Case Study: Purchasing
See the user flows, changes to the tool's IA, as well as the wireframes I used to spark conversations with development leads.
User Flow for Purchasing
I started the process by writing user stories. The stories were based on earlier qualitative research I'd done to help me understand the user, someone who I knew was net new to the markets SAP tends to target.
The user stories informed user flows. Above is a snapshot of the flow for purchasing. I used these flows as a starting point for conversation with the development lead and other stakeholders.
User flow for trial-period notifications
Another example of a user flow where I've outlined all of the places where someone could learn where they're at during a trial period. This flow changed a lot based on what stakeholders in the customer experience team wanted to do in their marketing efforts.
Account expiration user flow
Sometimes, user flows came up well after I thought I'd completed my designs. I made this sketch together with the developer to clarify what could happen in both trial and paid scenarios when an account expires. What does the user see if they try to login during a "grace period" and after their account no longer exists?
Simplified Admin IA
I introduced a new section in the main navigation, called "Account". Here, users could choose to buy (if they're on a trial) or upgrade in-app (if they're paying customers).
I also suggested removing some administration functions such as deployment environments and connections because they didn't seem necessary given what I knew about the "low-touch" roles.
I also proposed renaming "Users" to "People" because in "low-touch" scenarios it seemed critical to make this UI friendlier and more accessible to users who may not be enterprise System Administrators.
The final IA for "low-touch"
After discussions with stakeholders in development and customer experience, this is the final proposal for low-touch navigation compared to "high-touch" (or, enterprise-level accounts).
"Users" becomes "People", a place where low-touch and high-touch admins can manage users in their account. "Account" is for "low-touch" only: the in-app shopping experience.
Entry points to pay
After user flows and IA changes are approved, the UI design for in-app payment can begin. In this example, a trial user can choose to purchase by accessing the "Account" view in the main navigation or by selecting "Buy" in the global toolbar.
Account view in trial
The self-serve payment journey has begun. A user can see subscription cost and terms before they complete the check-out process.
This design was minimum scope for the initial release. In future, this view is the place where an account Admin can easily upgrade, change account details and ownership, get an overview of account usage or review invoices.
Adding People to an Account
I'd also proposed redesigning the "Users" views to a friendlier design where it'd be easy for "low-touch" account administrators to add people, assign roles, and get an overview of how many "seats" are left in their subscription.

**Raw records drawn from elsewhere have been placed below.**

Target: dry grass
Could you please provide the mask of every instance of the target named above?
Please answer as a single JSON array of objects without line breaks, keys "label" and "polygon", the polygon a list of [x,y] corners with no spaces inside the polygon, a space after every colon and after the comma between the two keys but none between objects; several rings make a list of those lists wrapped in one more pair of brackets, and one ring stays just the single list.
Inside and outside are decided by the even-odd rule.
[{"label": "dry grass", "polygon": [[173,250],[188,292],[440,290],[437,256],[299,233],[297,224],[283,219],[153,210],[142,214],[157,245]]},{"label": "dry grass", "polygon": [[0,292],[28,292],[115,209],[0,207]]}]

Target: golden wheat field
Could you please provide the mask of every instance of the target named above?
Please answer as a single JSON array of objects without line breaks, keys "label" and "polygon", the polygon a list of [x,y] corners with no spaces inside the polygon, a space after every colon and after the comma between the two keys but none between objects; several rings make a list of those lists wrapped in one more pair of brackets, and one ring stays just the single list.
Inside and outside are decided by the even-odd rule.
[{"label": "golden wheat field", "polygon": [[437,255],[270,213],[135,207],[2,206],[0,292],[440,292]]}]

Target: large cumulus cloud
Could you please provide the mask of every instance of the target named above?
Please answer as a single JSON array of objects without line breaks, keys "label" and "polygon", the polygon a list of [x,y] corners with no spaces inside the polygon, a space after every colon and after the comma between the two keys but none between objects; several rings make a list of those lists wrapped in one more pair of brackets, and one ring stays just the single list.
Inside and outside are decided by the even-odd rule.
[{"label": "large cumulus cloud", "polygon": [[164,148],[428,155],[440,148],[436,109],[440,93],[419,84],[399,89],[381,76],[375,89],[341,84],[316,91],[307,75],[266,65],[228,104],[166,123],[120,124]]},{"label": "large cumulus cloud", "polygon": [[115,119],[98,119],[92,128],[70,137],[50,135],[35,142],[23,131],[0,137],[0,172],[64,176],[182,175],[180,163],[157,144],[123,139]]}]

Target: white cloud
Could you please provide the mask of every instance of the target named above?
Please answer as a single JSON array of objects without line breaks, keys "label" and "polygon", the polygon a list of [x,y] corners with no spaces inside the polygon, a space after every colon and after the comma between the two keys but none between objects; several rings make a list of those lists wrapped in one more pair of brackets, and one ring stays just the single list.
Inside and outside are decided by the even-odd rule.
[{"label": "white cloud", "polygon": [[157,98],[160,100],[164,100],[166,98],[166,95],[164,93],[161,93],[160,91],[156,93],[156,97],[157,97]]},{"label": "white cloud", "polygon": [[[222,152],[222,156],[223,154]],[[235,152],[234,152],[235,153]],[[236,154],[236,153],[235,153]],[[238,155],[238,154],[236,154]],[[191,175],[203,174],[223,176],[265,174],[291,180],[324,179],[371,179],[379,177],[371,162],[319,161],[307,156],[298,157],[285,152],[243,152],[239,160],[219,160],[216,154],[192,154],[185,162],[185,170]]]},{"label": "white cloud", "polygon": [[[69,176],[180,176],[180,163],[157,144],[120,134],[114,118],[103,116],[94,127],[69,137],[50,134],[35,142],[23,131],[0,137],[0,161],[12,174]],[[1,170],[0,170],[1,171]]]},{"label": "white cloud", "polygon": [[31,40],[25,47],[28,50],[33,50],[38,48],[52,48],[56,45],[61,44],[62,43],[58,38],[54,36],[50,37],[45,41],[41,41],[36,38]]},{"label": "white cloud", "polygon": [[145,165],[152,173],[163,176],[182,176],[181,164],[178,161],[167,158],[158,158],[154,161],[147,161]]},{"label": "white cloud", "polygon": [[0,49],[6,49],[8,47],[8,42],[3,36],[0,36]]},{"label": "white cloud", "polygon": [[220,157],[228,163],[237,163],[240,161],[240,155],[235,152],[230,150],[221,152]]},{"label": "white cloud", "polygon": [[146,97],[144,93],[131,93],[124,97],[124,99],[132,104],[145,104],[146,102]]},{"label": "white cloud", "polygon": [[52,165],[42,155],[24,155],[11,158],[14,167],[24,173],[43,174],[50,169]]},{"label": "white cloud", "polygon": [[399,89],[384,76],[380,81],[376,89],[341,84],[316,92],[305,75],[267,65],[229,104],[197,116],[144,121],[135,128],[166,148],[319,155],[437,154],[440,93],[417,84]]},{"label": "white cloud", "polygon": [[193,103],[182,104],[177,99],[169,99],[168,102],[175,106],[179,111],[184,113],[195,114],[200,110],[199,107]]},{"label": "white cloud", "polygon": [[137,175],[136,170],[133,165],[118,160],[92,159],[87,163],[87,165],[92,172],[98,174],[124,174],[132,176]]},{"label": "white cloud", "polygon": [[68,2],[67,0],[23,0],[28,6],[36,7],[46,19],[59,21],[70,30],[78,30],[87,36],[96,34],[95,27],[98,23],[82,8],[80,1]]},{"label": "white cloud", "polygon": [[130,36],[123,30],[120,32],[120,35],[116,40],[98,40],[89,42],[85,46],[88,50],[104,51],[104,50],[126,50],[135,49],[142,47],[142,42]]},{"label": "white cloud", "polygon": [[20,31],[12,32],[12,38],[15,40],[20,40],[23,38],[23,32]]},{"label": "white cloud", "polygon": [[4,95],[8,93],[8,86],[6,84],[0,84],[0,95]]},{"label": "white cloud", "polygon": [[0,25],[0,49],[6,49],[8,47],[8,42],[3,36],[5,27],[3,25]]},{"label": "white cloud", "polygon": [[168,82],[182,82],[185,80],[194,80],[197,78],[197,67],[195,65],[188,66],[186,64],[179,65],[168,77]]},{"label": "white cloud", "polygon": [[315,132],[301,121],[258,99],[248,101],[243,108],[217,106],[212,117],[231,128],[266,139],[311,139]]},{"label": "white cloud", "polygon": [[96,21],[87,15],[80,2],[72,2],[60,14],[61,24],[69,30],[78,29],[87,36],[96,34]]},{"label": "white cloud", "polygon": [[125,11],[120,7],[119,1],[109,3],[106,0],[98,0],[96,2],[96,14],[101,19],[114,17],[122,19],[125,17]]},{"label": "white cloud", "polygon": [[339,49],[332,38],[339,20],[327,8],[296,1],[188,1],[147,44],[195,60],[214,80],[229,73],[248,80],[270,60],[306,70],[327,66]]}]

Cards group users by role. An Admin could select one or more people to either remove them, view details, or re-assign roles.
Other toolbar functions
Editing and creating functions are at left. View functions are at right. A user can toggle quickly to see who is active and who isn't to help them make decisions when maintaining their account.
I designed alternate views such as this list view because it was important from a development standpoint to create a UI that could translate well to both "high-touch" accounts with thousands of users and "low-touch" accounts.